Les manifestants demandent également à être consultés sur les grands projets qui impactent leurs territoires, et la pleine mise en œuvre du plan de paix historique de 2016 qui a mis fin à un demi-siècle de violences avec les Forces armées révolutionnaires de Colombie (FARC). Le sud-ouest de la Colombie, qui borde l’Équateur et le Pacifique, compte une importante population indigène estimée à 4,4% des 50 millions d’habitants, et est l’une des régions les plus touchées par les violences en lien avec le trafic de cocaïne dans le pays, premier producteur mondial.

«Jour de l’hispanité»

Les manifestations se déroulent le jour de la commémoration de l’arrivée des expéditions de Christophe Colomb aux Amériques, en 1492, «Jour de l’hispanité» et fête nationale en Espagne, appelé «Jour de la race» dans de nombreux pays de la région. «Pour nous, ça a été le plus grand ethnocide dans l’histoire de nos territoires», a déclaré Franky Reinosa.

À Santiago, des représentants des peuples indigènes chiliens, principalement des Mapuches, le plus grand groupe ethnique du pays, ont également manifesté et des heurts ont éclaté avec la police. La plupart des communautés mapuches du Chili vivent en Araucanie (sud) et entretiennent un conflit historique avec l’État chilien auquel elles réclament des terres qu’elles considèrent comme leur appartenant de droit ancestral.

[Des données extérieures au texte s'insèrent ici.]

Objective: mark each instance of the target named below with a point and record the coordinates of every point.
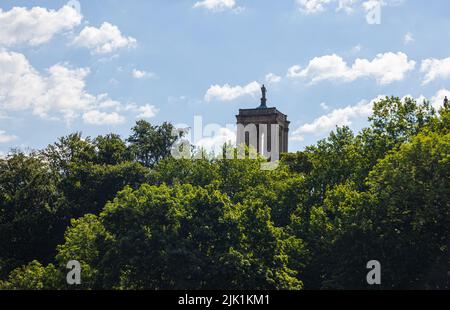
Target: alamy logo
(374, 275)
(74, 275)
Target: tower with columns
(264, 129)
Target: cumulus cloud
(229, 93)
(4, 138)
(385, 68)
(104, 40)
(59, 94)
(409, 38)
(95, 117)
(140, 74)
(337, 117)
(273, 78)
(434, 69)
(215, 142)
(35, 26)
(145, 111)
(216, 5)
(312, 6)
(346, 6)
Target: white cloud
(217, 140)
(61, 93)
(96, 117)
(324, 106)
(346, 6)
(312, 6)
(338, 117)
(4, 138)
(229, 93)
(273, 78)
(435, 68)
(145, 111)
(103, 40)
(385, 68)
(294, 71)
(37, 25)
(216, 5)
(409, 38)
(140, 74)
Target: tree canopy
(137, 218)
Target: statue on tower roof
(264, 98)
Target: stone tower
(264, 129)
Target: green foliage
(150, 144)
(136, 218)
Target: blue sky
(99, 69)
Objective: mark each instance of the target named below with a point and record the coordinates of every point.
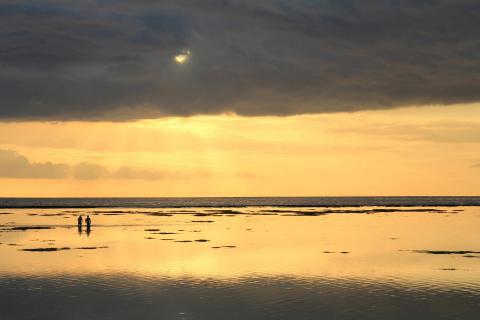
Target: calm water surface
(253, 262)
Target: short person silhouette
(88, 221)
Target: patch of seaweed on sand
(49, 249)
(459, 252)
(25, 228)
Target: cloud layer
(113, 60)
(16, 166)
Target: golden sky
(407, 151)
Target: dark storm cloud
(114, 59)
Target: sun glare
(182, 57)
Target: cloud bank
(114, 60)
(16, 166)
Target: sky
(239, 98)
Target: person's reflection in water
(79, 224)
(88, 222)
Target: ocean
(240, 258)
(238, 202)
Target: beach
(241, 262)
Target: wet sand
(241, 263)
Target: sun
(183, 57)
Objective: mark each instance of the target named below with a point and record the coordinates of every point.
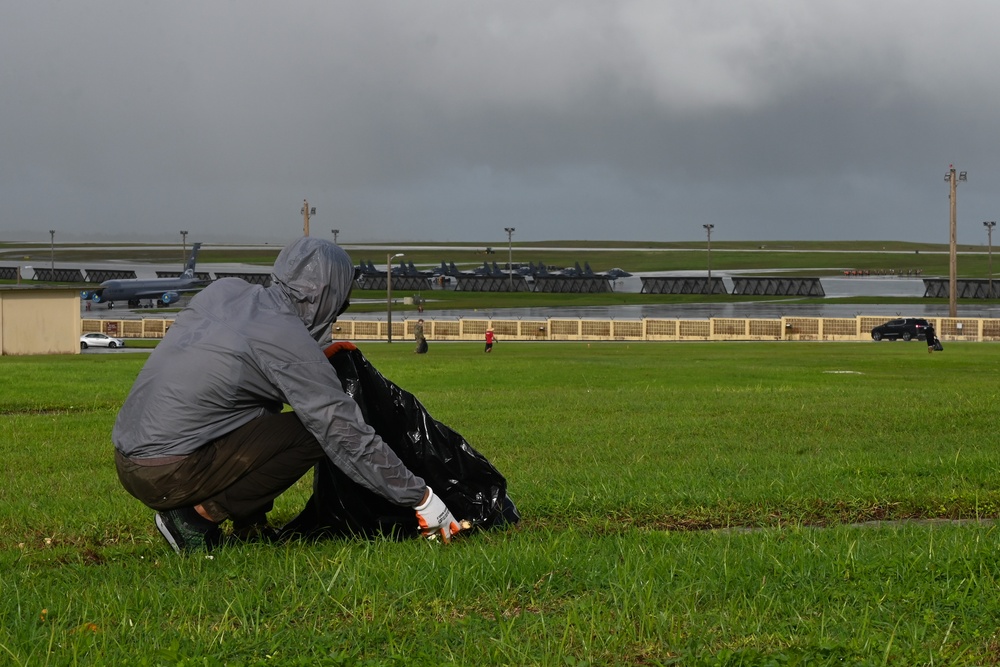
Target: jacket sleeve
(311, 387)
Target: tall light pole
(989, 239)
(388, 291)
(709, 228)
(306, 212)
(510, 256)
(953, 180)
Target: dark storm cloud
(638, 120)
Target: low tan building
(39, 320)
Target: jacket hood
(317, 277)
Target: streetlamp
(388, 291)
(306, 212)
(953, 179)
(709, 228)
(510, 256)
(989, 236)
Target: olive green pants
(237, 476)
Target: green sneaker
(185, 533)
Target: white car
(99, 340)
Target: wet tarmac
(834, 287)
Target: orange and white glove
(436, 519)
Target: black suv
(906, 328)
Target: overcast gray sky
(430, 120)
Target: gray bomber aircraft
(164, 290)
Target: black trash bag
(462, 477)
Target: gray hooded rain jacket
(239, 351)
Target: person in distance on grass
(201, 437)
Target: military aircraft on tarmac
(164, 290)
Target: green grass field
(683, 503)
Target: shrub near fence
(560, 329)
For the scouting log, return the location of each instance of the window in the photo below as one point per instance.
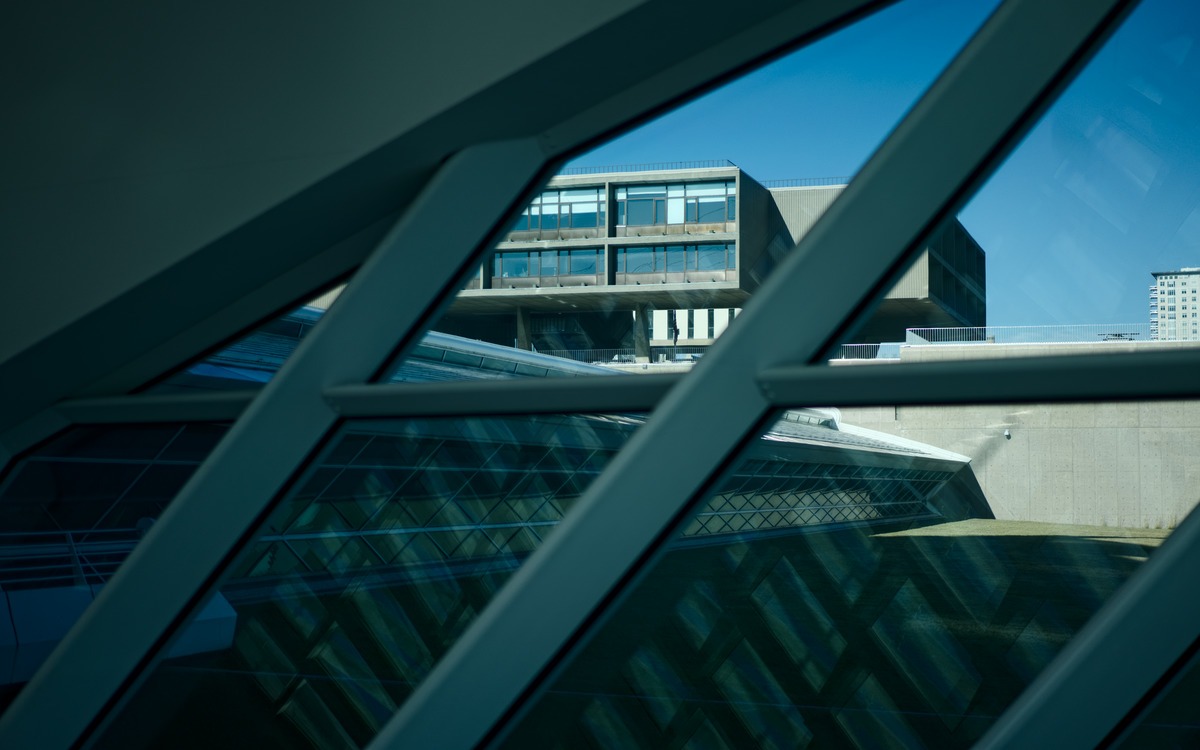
(564, 209)
(676, 204)
(677, 258)
(529, 264)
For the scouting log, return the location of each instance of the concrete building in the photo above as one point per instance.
(642, 262)
(1175, 305)
(178, 174)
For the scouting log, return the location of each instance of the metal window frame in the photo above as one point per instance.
(107, 653)
(953, 137)
(743, 369)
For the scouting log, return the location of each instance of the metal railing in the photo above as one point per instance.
(1030, 334)
(628, 357)
(47, 559)
(711, 163)
(807, 183)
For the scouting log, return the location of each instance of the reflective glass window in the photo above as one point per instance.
(876, 577)
(1068, 241)
(364, 575)
(71, 513)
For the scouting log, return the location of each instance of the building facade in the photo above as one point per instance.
(1175, 305)
(637, 263)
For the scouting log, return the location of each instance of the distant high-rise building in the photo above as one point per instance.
(1175, 305)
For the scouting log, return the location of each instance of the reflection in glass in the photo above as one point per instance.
(1090, 222)
(1171, 720)
(71, 513)
(365, 574)
(930, 563)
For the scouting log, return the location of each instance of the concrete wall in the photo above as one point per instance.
(763, 234)
(1119, 465)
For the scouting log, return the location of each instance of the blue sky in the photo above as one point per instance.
(1102, 192)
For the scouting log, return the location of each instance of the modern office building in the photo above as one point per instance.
(1175, 305)
(646, 259)
(352, 550)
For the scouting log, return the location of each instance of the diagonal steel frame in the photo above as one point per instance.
(168, 575)
(954, 136)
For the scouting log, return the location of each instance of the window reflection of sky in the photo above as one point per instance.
(1102, 192)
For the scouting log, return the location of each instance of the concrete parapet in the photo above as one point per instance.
(1128, 465)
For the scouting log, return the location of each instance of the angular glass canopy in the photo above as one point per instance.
(843, 575)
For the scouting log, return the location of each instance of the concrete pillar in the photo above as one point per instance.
(642, 333)
(525, 341)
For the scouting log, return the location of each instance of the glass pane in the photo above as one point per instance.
(841, 95)
(1171, 721)
(365, 574)
(876, 577)
(1085, 239)
(71, 513)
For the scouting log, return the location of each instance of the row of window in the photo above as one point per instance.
(591, 261)
(636, 205)
(676, 204)
(676, 258)
(525, 264)
(564, 209)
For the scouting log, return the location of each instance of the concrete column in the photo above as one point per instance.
(641, 333)
(523, 329)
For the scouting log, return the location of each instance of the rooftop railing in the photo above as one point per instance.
(807, 183)
(711, 163)
(1030, 334)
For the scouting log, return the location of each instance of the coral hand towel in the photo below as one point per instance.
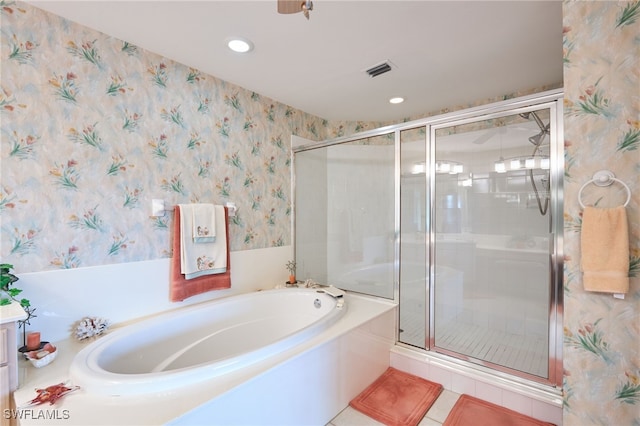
(605, 250)
(180, 288)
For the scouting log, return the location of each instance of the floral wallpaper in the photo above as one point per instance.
(602, 131)
(94, 128)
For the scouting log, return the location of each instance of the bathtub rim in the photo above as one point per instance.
(100, 381)
(88, 409)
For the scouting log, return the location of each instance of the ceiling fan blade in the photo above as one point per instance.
(289, 6)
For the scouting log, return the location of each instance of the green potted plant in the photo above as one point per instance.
(291, 267)
(9, 293)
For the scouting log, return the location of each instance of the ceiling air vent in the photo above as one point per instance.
(379, 69)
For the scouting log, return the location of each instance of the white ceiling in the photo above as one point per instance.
(443, 53)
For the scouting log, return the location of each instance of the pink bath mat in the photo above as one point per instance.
(397, 398)
(473, 411)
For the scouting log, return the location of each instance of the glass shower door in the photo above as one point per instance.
(491, 241)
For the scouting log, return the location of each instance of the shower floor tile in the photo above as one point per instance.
(517, 351)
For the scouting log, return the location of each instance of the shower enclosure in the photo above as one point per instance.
(456, 217)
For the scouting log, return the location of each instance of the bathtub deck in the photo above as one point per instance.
(83, 408)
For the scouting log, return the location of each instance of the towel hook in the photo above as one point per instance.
(604, 178)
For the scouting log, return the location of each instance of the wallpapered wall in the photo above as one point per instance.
(93, 128)
(602, 131)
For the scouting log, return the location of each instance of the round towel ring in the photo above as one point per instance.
(604, 178)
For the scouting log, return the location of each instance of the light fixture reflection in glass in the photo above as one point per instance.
(418, 168)
(530, 163)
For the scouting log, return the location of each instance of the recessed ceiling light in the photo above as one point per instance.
(239, 44)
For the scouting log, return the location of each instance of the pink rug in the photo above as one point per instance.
(473, 411)
(397, 398)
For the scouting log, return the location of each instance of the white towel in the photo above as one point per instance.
(198, 259)
(204, 223)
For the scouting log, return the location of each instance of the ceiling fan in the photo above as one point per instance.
(295, 6)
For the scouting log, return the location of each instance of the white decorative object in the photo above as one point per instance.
(41, 357)
(90, 327)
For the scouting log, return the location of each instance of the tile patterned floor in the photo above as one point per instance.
(434, 417)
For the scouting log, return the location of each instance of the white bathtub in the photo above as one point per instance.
(303, 376)
(183, 347)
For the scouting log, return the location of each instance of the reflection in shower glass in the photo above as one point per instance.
(345, 215)
(492, 241)
(414, 309)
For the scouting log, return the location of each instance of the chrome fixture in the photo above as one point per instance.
(537, 140)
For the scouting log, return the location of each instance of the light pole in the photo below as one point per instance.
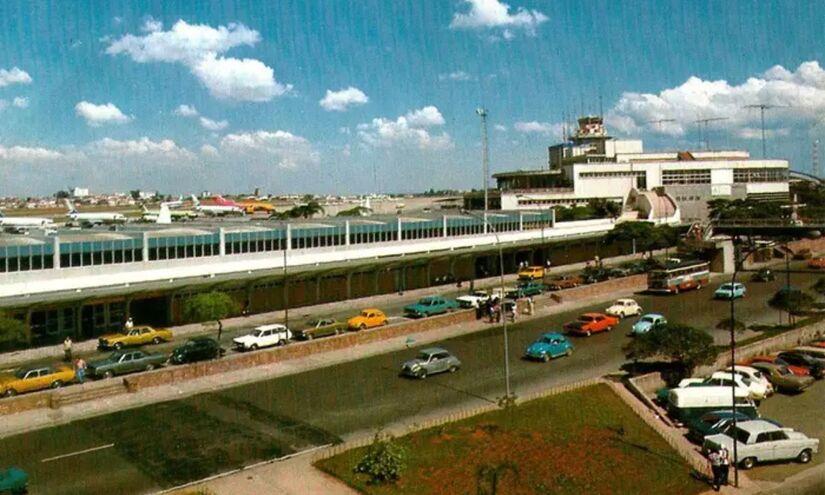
(483, 218)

Les autorités en ont cédé plusieurs à des entreprises privées, principalement des sociétés d’exploitation forestière. Outre les groupes indigènes, de violentes manifestations sociales secouent le Chili avant un référendum organisé le 25 octobre pour déterminer s’il faut changer la Constitution héritée de la dictature d’Augusto Pinochet (1973-1990).

Au Venezuela, Maduro rebaptise une autoroute

Le président vénézuélien Nicolás Maduro a déclaré initier «un processus de décolonisation» en remplaçant lundi le nom de l’autoroute principale de Caracas, celui d’un «colonisateur génocidaire», par le nom d’un célèbre chef indigène. Nicolás Maduro a fait cette annonce lors de la célébration du 528e anniversaire de la «Résistance indigène». C’est ainsi que le mouvement chaviste appelle le jour de la découverte des Amériques par Christophe Colomb.

«J’ai décidé (…) d’engager de manière progressive, graduelle, organisée et disciplinée un processus de décolonisation et de reconquête de tous les espaces publics portant le nom des colonisateurs, conquérants et génocidaires, et à partir d’aujourd’hui» l’autoroute Francisco Fajardo, un descendant d’Espagnols né au Venezuela et lié à la colonisation, s’appellera «Grand cacique Guaicaipuro», a annoncé Nicolás Maduro. Pendant plus de deux décennies au pouvoir, le chavisme a changé le nom de plusieurs sites vénézuéliens emblématiques.